The Fables of Aesop is out now!

What is beauty

Somebody asked me for my thoughts on a concise definition of beauty, so here they are:

First, it’s terribly unfair to ask for a concise definition because the more concise you make it, the more people will understand the words differently.

Second, if you are going to define beauty you have to believe that it actually exists, which means that it is not merely “in the eye of the beholder.”

Third, I do believe that it exists and that it is an essential property of all that is good, just, right, appropriate, etc.

Fourth, that doesn’t make it easier to define.

Fifth, Thomas Aquinas gave a great description of the elements of beauty: wholeness (also translatable as purity, an interesting fact in itself), balance, and radiance (sometimes called clarity, but this confuses the issue – radiance is better).

Beauty therefore is a quality of an object that is most easily perceived when the object is whole/pure, balanced, and radiant.

A word on radiant: for an object to be radiant, there must be something that is “radiated.” That something is the idea being embodied in the object. For example, if you want to see a beautiful painting of a tree, then you must look for a painting in which the idea of a tree is embodied well.

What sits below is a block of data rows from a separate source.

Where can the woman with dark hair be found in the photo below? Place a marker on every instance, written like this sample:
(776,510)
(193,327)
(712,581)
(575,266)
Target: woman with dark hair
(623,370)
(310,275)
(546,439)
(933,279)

A beautiful tree itself is one that is healthy (whole/pure), balanced (it grows in a proportionate manner, which all trees are created to do so far as I can tell), and radiant (you can see the idea of a tree clearly in this tree because it is a wonderful type of the idea of a tree).

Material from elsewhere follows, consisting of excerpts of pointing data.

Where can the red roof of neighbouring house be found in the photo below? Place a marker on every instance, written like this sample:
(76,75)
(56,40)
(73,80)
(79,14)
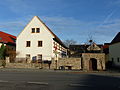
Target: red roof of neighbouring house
(7,38)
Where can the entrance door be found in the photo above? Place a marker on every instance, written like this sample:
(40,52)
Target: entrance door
(93,64)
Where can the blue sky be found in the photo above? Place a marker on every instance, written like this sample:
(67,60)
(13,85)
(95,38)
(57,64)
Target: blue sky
(68,19)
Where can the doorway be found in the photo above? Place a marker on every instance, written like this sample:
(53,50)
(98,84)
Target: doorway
(93,64)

That radiance bit is tough for moderns because we don’t value “ideas” in the Christian classical sense anymore and that is why our culture has experienced an aesthetic meltdown. We think something is beautiful merely because we enjoy looking at it or listening to it.

The entire history and notion of artistic criticism and even moral judgment, however, arise from the notion that there are ideas and that those ideas need to be expressed well (appropriately) for a work of art to be successful.

Art is, in short, not self-expression, but expression of an idea (not a concept in the head, but an idea woven into the fabric of reality).

Beauty, therefore, is one of the most important ideas in existence. And it seems to be, as I said above, a quality in an object that is most easily perceived when the object is whole, balanced, and radiant, and when the observer has “eyes to see.”

One final thought: the Greek word for beauty is Kalos, which can also be translated: the good, the noble, the fitting, etc. Very interesting.